You need to find out what is happening with the state (state & attributes) of media_player.soverom_2_i_3 first. Otherwise you won’t be able to solve your problem.
OK, thanks! I think you’re right about that. It probably changes to off for a fraction of a second when changing zones, which means that it’s a quirk in the receiver. So I guess that would involve a bit more coding, which I can do in EventGhost, which is the program that receives the signals. I’ll just add an if that checks if the new power state is the same as the previous.
Another thing: It seems like Home Assistant is polling the receiver every ten seconds, since it takes from instantly and up to ten seconds before a change is noted by both the script and the GUI. If I set the polling to every 2 seconds, would that be something that took up much ressources?
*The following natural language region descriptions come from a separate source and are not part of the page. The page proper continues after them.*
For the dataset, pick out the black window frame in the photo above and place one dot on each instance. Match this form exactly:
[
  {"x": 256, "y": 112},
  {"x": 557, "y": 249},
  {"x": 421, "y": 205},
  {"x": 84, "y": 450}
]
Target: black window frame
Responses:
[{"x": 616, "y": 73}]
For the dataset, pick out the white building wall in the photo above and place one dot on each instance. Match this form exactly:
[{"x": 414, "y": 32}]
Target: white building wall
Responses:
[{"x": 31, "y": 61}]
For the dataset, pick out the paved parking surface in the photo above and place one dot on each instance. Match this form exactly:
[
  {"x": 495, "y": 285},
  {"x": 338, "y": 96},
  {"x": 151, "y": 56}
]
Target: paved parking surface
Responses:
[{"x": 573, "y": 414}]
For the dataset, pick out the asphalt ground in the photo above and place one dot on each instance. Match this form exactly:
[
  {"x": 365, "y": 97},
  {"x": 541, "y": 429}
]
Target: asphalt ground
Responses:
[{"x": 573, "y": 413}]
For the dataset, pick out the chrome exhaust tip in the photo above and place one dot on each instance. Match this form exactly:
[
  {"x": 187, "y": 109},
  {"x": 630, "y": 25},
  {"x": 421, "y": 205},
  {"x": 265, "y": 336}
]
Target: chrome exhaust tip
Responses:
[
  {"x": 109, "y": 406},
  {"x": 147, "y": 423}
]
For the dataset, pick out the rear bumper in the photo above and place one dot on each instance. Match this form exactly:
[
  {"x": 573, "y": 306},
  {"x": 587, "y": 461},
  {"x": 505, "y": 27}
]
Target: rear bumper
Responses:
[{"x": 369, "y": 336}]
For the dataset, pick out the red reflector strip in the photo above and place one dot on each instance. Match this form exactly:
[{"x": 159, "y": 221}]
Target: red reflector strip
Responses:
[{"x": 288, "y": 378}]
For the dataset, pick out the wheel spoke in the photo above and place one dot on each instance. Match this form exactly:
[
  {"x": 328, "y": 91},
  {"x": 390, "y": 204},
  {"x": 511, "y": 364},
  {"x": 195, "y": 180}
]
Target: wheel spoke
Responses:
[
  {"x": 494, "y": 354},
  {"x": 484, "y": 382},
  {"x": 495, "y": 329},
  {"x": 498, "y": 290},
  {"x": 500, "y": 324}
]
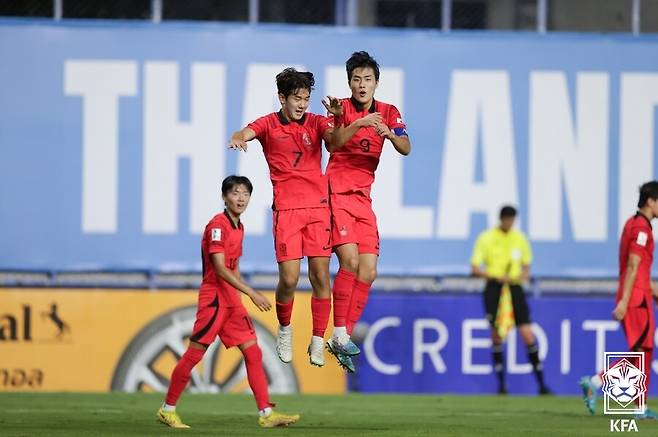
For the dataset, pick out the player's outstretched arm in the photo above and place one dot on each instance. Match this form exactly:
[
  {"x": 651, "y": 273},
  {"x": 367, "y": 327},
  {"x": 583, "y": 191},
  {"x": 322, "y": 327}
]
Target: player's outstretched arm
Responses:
[
  {"x": 234, "y": 278},
  {"x": 632, "y": 268},
  {"x": 239, "y": 139},
  {"x": 341, "y": 134},
  {"x": 400, "y": 142}
]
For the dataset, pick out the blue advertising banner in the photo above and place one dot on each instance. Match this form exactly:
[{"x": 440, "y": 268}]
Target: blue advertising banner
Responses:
[
  {"x": 441, "y": 344},
  {"x": 113, "y": 140}
]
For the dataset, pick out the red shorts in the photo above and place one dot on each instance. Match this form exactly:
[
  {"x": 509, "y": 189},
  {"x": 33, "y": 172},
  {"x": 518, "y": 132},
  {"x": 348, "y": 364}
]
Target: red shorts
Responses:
[
  {"x": 232, "y": 324},
  {"x": 354, "y": 221},
  {"x": 301, "y": 232},
  {"x": 639, "y": 326}
]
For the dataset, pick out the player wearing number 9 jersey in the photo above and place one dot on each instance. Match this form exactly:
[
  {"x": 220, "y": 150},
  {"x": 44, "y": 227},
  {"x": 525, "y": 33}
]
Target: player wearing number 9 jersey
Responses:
[
  {"x": 292, "y": 144},
  {"x": 362, "y": 124}
]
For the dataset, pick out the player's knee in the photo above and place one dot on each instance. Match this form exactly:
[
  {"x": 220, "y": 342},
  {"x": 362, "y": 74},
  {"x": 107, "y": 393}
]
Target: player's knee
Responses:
[
  {"x": 367, "y": 274},
  {"x": 252, "y": 352},
  {"x": 319, "y": 280},
  {"x": 288, "y": 282},
  {"x": 349, "y": 263}
]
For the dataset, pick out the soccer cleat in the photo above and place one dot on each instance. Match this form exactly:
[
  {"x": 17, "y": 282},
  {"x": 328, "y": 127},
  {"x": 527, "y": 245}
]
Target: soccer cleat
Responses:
[
  {"x": 348, "y": 348},
  {"x": 589, "y": 394},
  {"x": 316, "y": 352},
  {"x": 284, "y": 344},
  {"x": 344, "y": 361},
  {"x": 648, "y": 415},
  {"x": 170, "y": 418},
  {"x": 275, "y": 419}
]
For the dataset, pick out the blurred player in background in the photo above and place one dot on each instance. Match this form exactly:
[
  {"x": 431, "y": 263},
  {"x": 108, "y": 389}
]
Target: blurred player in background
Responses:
[
  {"x": 292, "y": 144},
  {"x": 634, "y": 303},
  {"x": 361, "y": 126},
  {"x": 506, "y": 255},
  {"x": 220, "y": 311}
]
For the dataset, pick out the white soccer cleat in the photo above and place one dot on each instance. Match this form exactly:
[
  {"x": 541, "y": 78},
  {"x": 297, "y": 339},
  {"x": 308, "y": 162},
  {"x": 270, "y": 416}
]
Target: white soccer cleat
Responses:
[
  {"x": 316, "y": 351},
  {"x": 284, "y": 343}
]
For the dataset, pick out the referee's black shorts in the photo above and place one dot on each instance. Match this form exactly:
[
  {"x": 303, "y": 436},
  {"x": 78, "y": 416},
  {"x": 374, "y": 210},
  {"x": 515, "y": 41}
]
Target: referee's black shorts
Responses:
[{"x": 492, "y": 295}]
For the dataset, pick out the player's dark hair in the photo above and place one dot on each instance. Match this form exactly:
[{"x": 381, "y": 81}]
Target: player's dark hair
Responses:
[
  {"x": 361, "y": 60},
  {"x": 648, "y": 191},
  {"x": 289, "y": 81},
  {"x": 231, "y": 181},
  {"x": 507, "y": 211}
]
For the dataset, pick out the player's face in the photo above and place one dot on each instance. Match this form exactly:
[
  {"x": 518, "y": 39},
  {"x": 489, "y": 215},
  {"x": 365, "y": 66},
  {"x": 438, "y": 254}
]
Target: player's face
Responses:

It’s on a wired network, not wireless, and I’m only running this script plus an MQTT server on that Pi.
Edit: By polling I guess I mean “scan_interval”.
Edit 2: I took the chance and set it to 2, it seems like the scan is done about every 3 seconds, that may be a flooding thing in the receiver, or in Home Assistant. But the CPU usage on the Pi didn’t change at all, it’s still around 2-5 %.
Edit 3: Oh, and the states trigger was the first thing I tried for this, but as I said earlier in the thread that triggered an “input changed” on any change on the receiver, not just tha particular state’s change. But the template trigger only triggers when the input is actually changed.